Joseph Licklider, a psychologist by training, became a visionary computer scientist during the early years. In 1960, he published a paper, “Man-computer symbiosis,” where he wrote, “The hope is that … human brains and computing machines will be coupled together very tightly and that the resulting partnership will think as no human has ever thought and process data in a way not approached by the information-handling machines we know today.”5 From this paper, we encounter the question of our age, “Are we computers?” Licklider was quite optimistic in his view that humans and computers would exist in symbiosis, with a great benefit to humanity. He takes a positive spin to the Borg.

I believe we are in the era of EHR 1.0. We serve the computer, rather than the computer helping us serve the patient. We are in desperate need for EHR 2.0, when computers allow me to spend more time with patients rather than less. The first iteration of the Internet was about information. We would access information on static web pages—the weather, news, stock prices, movie times. Internet 2.0 is about connectivity and relationship. Facebook, Twitter, Instagram, and the rest are all about keeping us connected—sometimes to excess.

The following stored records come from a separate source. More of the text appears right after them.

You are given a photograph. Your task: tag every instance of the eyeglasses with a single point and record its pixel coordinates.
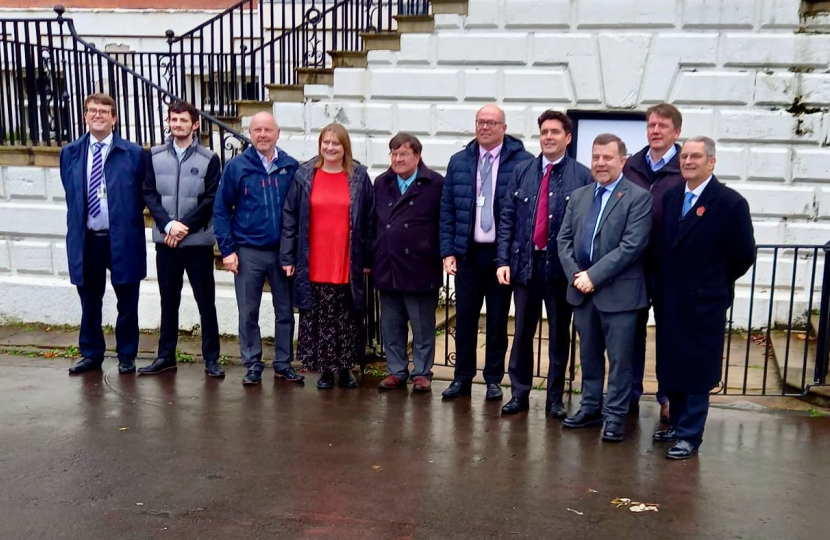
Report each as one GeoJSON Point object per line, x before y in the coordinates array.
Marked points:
{"type": "Point", "coordinates": [98, 112]}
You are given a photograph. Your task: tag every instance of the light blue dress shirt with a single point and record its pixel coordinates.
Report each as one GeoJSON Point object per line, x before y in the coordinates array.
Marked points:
{"type": "Point", "coordinates": [663, 160]}
{"type": "Point", "coordinates": [606, 196]}
{"type": "Point", "coordinates": [102, 221]}
{"type": "Point", "coordinates": [403, 185]}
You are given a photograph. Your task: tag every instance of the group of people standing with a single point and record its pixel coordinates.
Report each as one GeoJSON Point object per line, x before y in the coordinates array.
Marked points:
{"type": "Point", "coordinates": [597, 245]}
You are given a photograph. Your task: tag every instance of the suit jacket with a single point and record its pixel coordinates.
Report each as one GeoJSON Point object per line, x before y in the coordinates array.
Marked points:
{"type": "Point", "coordinates": [407, 255]}
{"type": "Point", "coordinates": [517, 221]}
{"type": "Point", "coordinates": [124, 171]}
{"type": "Point", "coordinates": [621, 240]}
{"type": "Point", "coordinates": [701, 256]}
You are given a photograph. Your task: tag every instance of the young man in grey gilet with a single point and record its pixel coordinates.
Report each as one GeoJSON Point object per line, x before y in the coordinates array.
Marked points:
{"type": "Point", "coordinates": [179, 189]}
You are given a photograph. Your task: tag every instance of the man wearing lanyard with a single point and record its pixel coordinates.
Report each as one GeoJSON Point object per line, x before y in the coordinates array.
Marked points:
{"type": "Point", "coordinates": [102, 175]}
{"type": "Point", "coordinates": [474, 187]}
{"type": "Point", "coordinates": [527, 258]}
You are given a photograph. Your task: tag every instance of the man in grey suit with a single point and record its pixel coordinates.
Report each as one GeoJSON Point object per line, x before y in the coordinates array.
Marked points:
{"type": "Point", "coordinates": [601, 244]}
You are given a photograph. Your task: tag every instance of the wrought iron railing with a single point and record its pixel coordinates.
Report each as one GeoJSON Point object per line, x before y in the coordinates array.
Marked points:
{"type": "Point", "coordinates": [776, 342]}
{"type": "Point", "coordinates": [46, 71]}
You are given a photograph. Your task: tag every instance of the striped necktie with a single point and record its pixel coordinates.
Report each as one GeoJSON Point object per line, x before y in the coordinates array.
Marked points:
{"type": "Point", "coordinates": [96, 178]}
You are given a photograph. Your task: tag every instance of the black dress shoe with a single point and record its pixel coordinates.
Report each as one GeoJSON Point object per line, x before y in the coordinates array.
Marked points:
{"type": "Point", "coordinates": [457, 389]}
{"type": "Point", "coordinates": [326, 380]}
{"type": "Point", "coordinates": [681, 450]}
{"type": "Point", "coordinates": [252, 378]}
{"type": "Point", "coordinates": [288, 374]}
{"type": "Point", "coordinates": [515, 406]}
{"type": "Point", "coordinates": [494, 392]}
{"type": "Point", "coordinates": [84, 365]}
{"type": "Point", "coordinates": [126, 366]}
{"type": "Point", "coordinates": [581, 419]}
{"type": "Point", "coordinates": [612, 432]}
{"type": "Point", "coordinates": [213, 369]}
{"type": "Point", "coordinates": [557, 410]}
{"type": "Point", "coordinates": [664, 435]}
{"type": "Point", "coordinates": [158, 365]}
{"type": "Point", "coordinates": [347, 379]}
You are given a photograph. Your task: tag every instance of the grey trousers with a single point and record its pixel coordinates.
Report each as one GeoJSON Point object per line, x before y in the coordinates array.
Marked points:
{"type": "Point", "coordinates": [255, 266]}
{"type": "Point", "coordinates": [600, 332]}
{"type": "Point", "coordinates": [418, 309]}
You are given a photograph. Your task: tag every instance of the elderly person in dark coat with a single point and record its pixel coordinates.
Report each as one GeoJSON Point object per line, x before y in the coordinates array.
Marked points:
{"type": "Point", "coordinates": [407, 261]}
{"type": "Point", "coordinates": [706, 245]}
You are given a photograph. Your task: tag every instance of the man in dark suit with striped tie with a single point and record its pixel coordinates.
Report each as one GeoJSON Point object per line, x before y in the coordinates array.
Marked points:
{"type": "Point", "coordinates": [102, 175]}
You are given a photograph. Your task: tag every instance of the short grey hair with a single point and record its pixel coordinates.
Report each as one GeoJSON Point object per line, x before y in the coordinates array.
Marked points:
{"type": "Point", "coordinates": [708, 144]}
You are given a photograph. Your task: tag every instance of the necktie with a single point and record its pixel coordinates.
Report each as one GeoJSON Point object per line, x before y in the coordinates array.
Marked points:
{"type": "Point", "coordinates": [486, 170]}
{"type": "Point", "coordinates": [586, 239]}
{"type": "Point", "coordinates": [96, 177]}
{"type": "Point", "coordinates": [540, 232]}
{"type": "Point", "coordinates": [687, 204]}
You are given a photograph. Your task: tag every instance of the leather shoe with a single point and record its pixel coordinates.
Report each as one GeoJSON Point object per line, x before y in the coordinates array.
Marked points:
{"type": "Point", "coordinates": [515, 406]}
{"type": "Point", "coordinates": [252, 378]}
{"type": "Point", "coordinates": [347, 379]}
{"type": "Point", "coordinates": [213, 369]}
{"type": "Point", "coordinates": [681, 450]}
{"type": "Point", "coordinates": [612, 432]}
{"type": "Point", "coordinates": [288, 374]}
{"type": "Point", "coordinates": [557, 410]}
{"type": "Point", "coordinates": [421, 384]}
{"type": "Point", "coordinates": [126, 366]}
{"type": "Point", "coordinates": [326, 380]}
{"type": "Point", "coordinates": [494, 392]}
{"type": "Point", "coordinates": [84, 365]}
{"type": "Point", "coordinates": [456, 390]}
{"type": "Point", "coordinates": [664, 435]}
{"type": "Point", "coordinates": [582, 419]}
{"type": "Point", "coordinates": [390, 382]}
{"type": "Point", "coordinates": [158, 365]}
{"type": "Point", "coordinates": [664, 413]}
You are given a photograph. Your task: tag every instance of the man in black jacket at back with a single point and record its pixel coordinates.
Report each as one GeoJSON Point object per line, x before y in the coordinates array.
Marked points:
{"type": "Point", "coordinates": [527, 258]}
{"type": "Point", "coordinates": [657, 169]}
{"type": "Point", "coordinates": [474, 188]}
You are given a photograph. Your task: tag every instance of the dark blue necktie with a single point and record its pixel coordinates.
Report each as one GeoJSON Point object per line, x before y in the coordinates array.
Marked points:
{"type": "Point", "coordinates": [586, 239]}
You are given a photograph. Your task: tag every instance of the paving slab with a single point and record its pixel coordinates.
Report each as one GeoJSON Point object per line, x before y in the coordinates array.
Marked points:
{"type": "Point", "coordinates": [179, 456]}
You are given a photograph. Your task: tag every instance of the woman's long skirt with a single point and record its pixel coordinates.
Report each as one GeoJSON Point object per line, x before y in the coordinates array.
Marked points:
{"type": "Point", "coordinates": [329, 334]}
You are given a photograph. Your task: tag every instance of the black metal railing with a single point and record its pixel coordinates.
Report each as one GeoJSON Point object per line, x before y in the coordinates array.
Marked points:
{"type": "Point", "coordinates": [47, 70]}
{"type": "Point", "coordinates": [776, 341]}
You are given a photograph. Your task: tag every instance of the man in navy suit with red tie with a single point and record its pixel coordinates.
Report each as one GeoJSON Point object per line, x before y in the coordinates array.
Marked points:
{"type": "Point", "coordinates": [102, 175]}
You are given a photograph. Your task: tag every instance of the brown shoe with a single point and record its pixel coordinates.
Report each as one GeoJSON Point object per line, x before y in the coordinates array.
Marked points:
{"type": "Point", "coordinates": [664, 413]}
{"type": "Point", "coordinates": [391, 382]}
{"type": "Point", "coordinates": [421, 384]}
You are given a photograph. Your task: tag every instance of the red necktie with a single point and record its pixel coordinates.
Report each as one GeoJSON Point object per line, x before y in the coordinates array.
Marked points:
{"type": "Point", "coordinates": [540, 231]}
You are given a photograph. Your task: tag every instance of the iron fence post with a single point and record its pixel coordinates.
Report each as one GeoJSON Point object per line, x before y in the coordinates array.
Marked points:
{"type": "Point", "coordinates": [822, 339]}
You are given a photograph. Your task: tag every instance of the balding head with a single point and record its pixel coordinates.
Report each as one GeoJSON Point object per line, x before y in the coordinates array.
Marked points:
{"type": "Point", "coordinates": [490, 126]}
{"type": "Point", "coordinates": [264, 133]}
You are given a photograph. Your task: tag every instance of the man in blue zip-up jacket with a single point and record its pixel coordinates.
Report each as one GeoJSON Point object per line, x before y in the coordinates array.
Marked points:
{"type": "Point", "coordinates": [247, 220]}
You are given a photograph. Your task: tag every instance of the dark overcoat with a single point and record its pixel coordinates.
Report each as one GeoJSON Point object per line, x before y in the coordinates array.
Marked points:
{"type": "Point", "coordinates": [701, 256]}
{"type": "Point", "coordinates": [407, 256]}
{"type": "Point", "coordinates": [124, 171]}
{"type": "Point", "coordinates": [295, 234]}
{"type": "Point", "coordinates": [518, 218]}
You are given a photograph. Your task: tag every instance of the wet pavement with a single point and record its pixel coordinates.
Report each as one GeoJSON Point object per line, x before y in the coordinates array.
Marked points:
{"type": "Point", "coordinates": [103, 456]}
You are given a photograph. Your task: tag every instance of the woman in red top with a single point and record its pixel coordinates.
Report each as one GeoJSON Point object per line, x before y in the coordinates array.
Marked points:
{"type": "Point", "coordinates": [326, 244]}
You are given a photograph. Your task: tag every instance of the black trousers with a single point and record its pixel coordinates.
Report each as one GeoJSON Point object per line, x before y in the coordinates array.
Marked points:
{"type": "Point", "coordinates": [528, 298]}
{"type": "Point", "coordinates": [97, 260]}
{"type": "Point", "coordinates": [171, 265]}
{"type": "Point", "coordinates": [475, 283]}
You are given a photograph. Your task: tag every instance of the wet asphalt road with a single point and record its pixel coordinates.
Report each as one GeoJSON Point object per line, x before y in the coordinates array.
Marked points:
{"type": "Point", "coordinates": [104, 456]}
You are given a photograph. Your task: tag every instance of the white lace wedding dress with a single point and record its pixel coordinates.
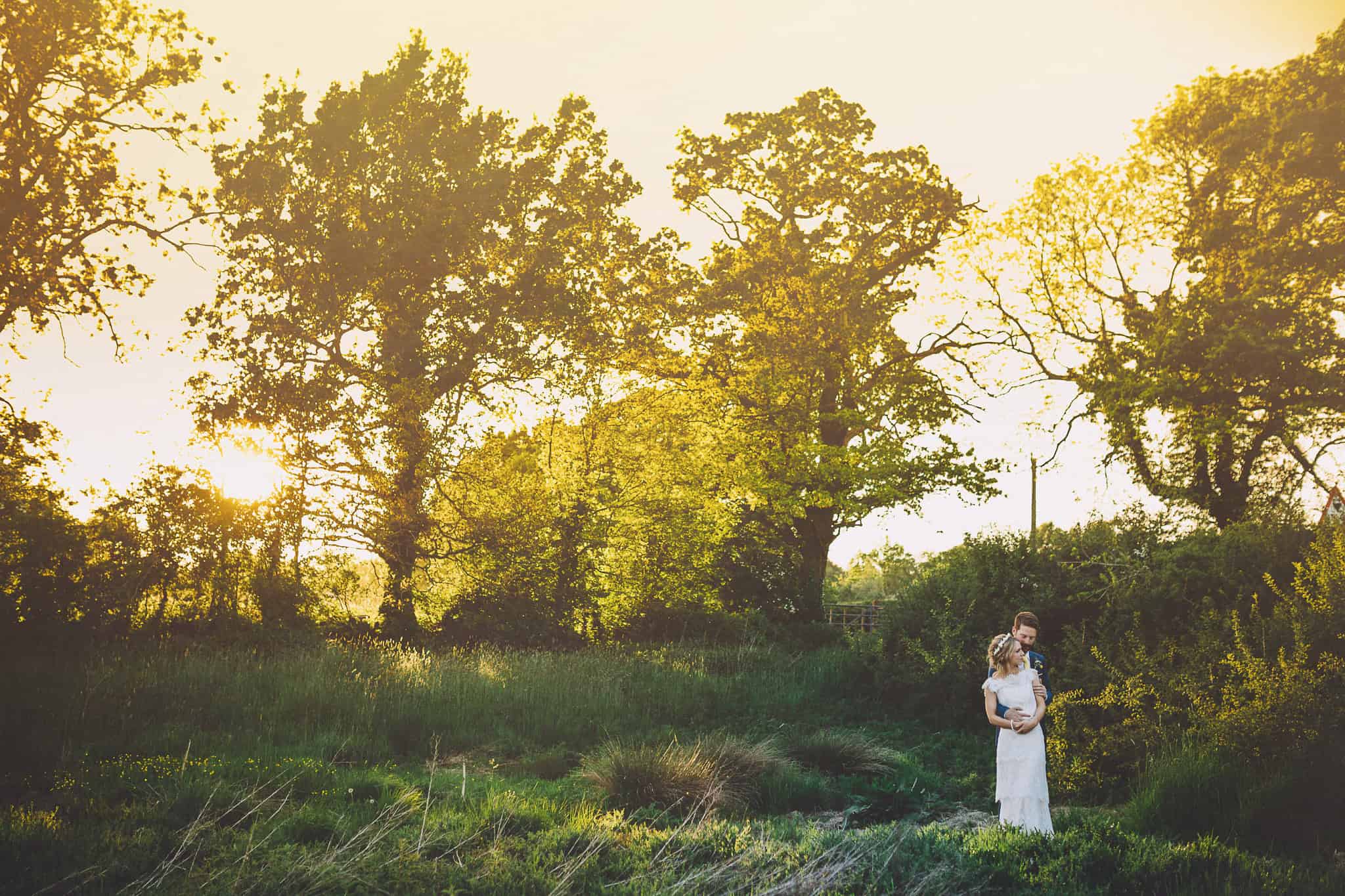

What would an EHR 2.0 look like to make my care more caring? Those wiser than I have awakened to this question. The American Medical Informatics Association (AMIA) has put out a position paper which highlights five domains: (a) simplify and speed documentation to reduce the burden on physicians, (b) refocus regulation to make it more efficient to record meaningful use metrics, (c) increase transparency and streamline certification, (d) foster innovation, (e) and support person-centered care delivery where pharmacies, home health agencies, physical therapists, and the like are integrated into the same system.6 They are the experts. Will this be enough?

My own sense is that the question of our humanity amidst modernity will persist with inherent tension. The tools of our progress are the tools by which we redefine ourselves. Do we enjoy the fruits of our industry or are we lost in the smog like Monet’s Sunrise? The Borg is here. Is resistance really futile? Or, is there a future where the EHR makes our care more caring?